With a grunt, Cavatina flopped the dead demon onto his side. His lips were pulled back, his fangs exposed in what looked like a grin.
"Go ahead and smile," Cavatina told him. "It's Eilistraee who has the last laugh." She planted a foot on his chest and yanked out the singing sword. She whirled it around her head, letting the dark blood slide from it. The sword pealed its joy.
What now? Cavatina thought as she glanced around.
This is the Abyss, and I still need to escape.
Her eye fell on the pile of blackened skulls. A thin tendril of black seeped from the eye socket of one of them. She crouched and peered at its source.
The void she stared into left her mind spinning. For an instant, she felt nothing-not even the beating of her own heart. Her very soul teetered on a blade's edge: on one side, life; on the other… nothing. Just a terrifying emptiness.
Cavatina reeled back, sickened. The eye socket was indeed a portal. A portal to death itself.
There had to be another way out of there. Halisstra must have gone somewhere. And if she could escape, then so could Cavatina. She was a Darksong Knight. A slayer of demons. No, a slayer of demigods. She…
She smiled. There is was again. Pride. It had nearly been her downfall, more than once.
Still, she would find a way out of there. When she'd trained as a Darksong Knight, her instructors had foreseen just such an eventuality. More than one of them had followed a demon onto its home ground, slain it, and returned to tell the tale. They'd told her how it was done. The prayer was one Cavatina had never attempted before, but she was certain she could master it.
Anything was possible, with Eilistraee's grace.
Holding her sword in both hands, Cavatina raised it until the blade was horizontal with the ground. Then she spun and sang. Her blade tried to dip toward the skull portal, but she would not allow it. Muscles straining, she kept it level. Then suddenly the point plunged down, driving itself deep into the salt. A shaft of twined moonlight and shadow shot out from that point, a hair's breadth above the ground and thin as a sword blade. A path that only a devotee of the Masked Lady could see. A path to the next nearest portal.
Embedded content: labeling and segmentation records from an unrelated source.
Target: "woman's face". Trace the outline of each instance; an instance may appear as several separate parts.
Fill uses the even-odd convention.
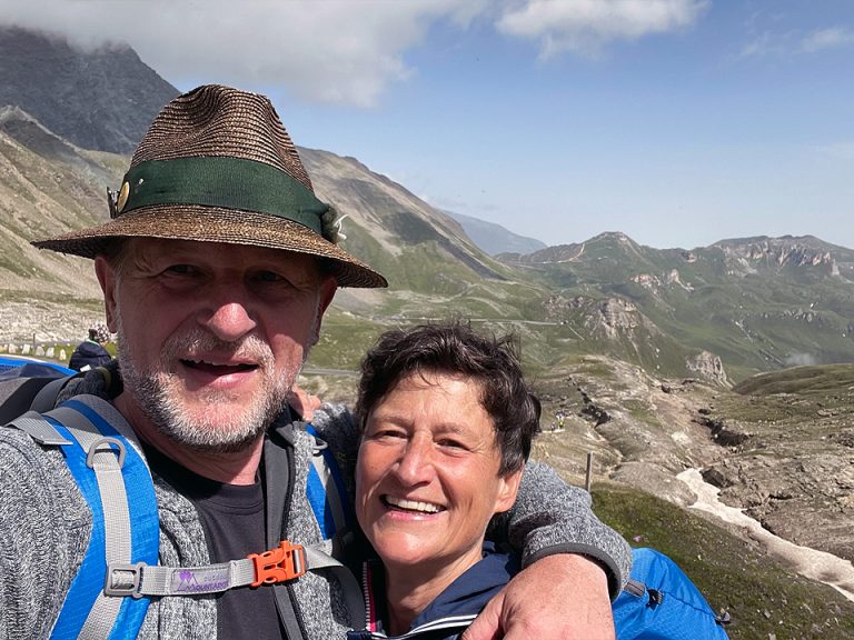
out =
[[[370,411],[356,471],[356,511],[387,568],[460,572],[480,559],[486,526],[516,500],[522,471],[500,477],[480,384],[427,372],[404,378]]]

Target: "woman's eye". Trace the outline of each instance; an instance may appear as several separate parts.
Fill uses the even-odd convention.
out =
[[[465,451],[467,449],[464,442],[461,442],[460,440],[455,440],[453,438],[445,438],[443,440],[439,440],[438,444],[440,447],[446,447],[448,449],[459,449],[461,451]]]
[[[275,271],[261,271],[256,278],[261,282],[278,282],[279,280],[282,280],[282,277]]]

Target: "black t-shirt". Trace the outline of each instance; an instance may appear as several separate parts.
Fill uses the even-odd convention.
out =
[[[264,487],[224,484],[197,476],[151,447],[146,458],[157,472],[199,513],[211,563],[267,551]],[[281,640],[286,638],[276,610],[272,587],[240,587],[216,596],[217,638],[222,640]]]

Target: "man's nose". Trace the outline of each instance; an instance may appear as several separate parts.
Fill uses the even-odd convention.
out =
[[[200,322],[220,340],[234,342],[256,328],[249,296],[242,286],[214,288],[209,301]]]

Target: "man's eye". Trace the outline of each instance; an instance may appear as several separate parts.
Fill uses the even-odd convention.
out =
[[[189,264],[171,264],[170,267],[166,268],[166,272],[186,276],[187,273],[192,272],[192,267]]]
[[[281,282],[282,280],[285,280],[281,276],[279,276],[275,271],[259,271],[256,278],[261,282]]]
[[[376,440],[398,440],[406,438],[406,433],[397,429],[377,429],[370,437]]]

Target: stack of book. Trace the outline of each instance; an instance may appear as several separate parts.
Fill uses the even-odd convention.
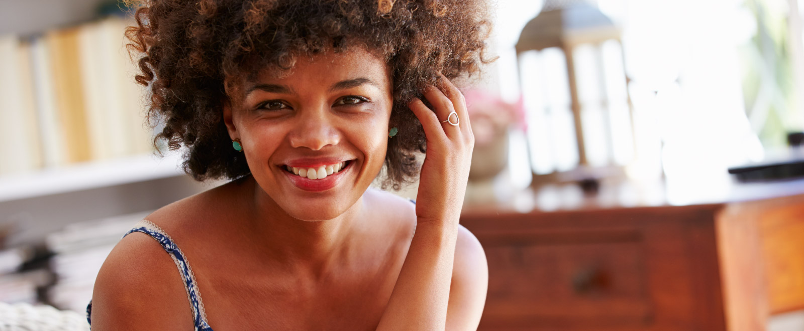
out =
[[[0,36],[0,176],[152,151],[130,25],[112,16]]]
[[[23,264],[33,257],[31,247],[0,249],[0,302],[35,304],[39,301],[37,288],[50,284],[52,277],[43,268],[21,271]]]
[[[55,281],[47,290],[47,301],[61,309],[85,311],[106,256],[134,223],[152,211],[73,223],[48,235],[45,241],[54,253],[50,268]]]

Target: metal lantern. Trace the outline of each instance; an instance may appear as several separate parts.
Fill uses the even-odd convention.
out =
[[[534,183],[623,174],[634,154],[634,121],[620,29],[586,2],[546,0],[522,30],[516,54],[528,121],[537,125],[528,125]],[[556,123],[565,127],[551,122],[560,118]],[[557,133],[534,136],[544,131]],[[563,154],[545,162],[548,149]]]

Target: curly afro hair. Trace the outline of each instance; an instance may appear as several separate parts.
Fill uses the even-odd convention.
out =
[[[136,2],[136,3],[130,3]],[[187,146],[183,168],[197,181],[250,174],[232,148],[223,120],[233,77],[269,67],[293,68],[313,56],[359,44],[384,59],[392,72],[394,105],[383,186],[411,182],[415,155],[425,152],[421,124],[406,106],[440,73],[466,78],[494,59],[485,58],[490,31],[483,0],[141,0],[126,37],[150,87],[148,118],[163,120],[154,139],[171,150]],[[423,99],[424,100],[424,99]],[[150,122],[150,121],[149,121]]]

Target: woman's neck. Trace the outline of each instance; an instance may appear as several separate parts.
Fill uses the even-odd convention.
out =
[[[251,177],[251,176],[249,176]],[[293,274],[320,279],[356,251],[355,233],[365,217],[361,196],[346,212],[332,219],[305,221],[288,215],[251,177],[251,208],[244,233],[256,255],[277,263]],[[248,187],[248,186],[247,186]]]

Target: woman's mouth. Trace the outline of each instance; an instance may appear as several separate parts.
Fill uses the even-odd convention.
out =
[[[297,187],[310,192],[330,190],[351,169],[354,160],[315,166],[281,166],[288,179]]]
[[[323,179],[326,176],[330,176],[333,174],[338,174],[344,168],[346,168],[347,162],[349,161],[344,161],[343,162],[335,163],[332,165],[319,166],[318,167],[292,167],[290,166],[285,166],[285,170],[293,174],[297,174],[300,177],[306,177],[309,179]]]

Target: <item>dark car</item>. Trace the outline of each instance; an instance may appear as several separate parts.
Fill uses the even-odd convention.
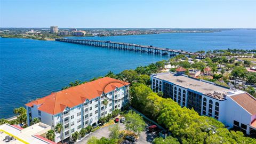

Cavatina yanked her sword from the ground. With the softly humming blade balanced across one bare shoulder, she set out upon the path.
*****
Karas stepped down into the boat, taking care that his too-short legs didn't stumble. Getting used to being half his usual size was the easy part. Coping with having his face bare was harder. His mask- a bright red handkerchief-peeped out of the pocket of the leather vest his piwafwi had transformed into. He resisted the urge to touch it.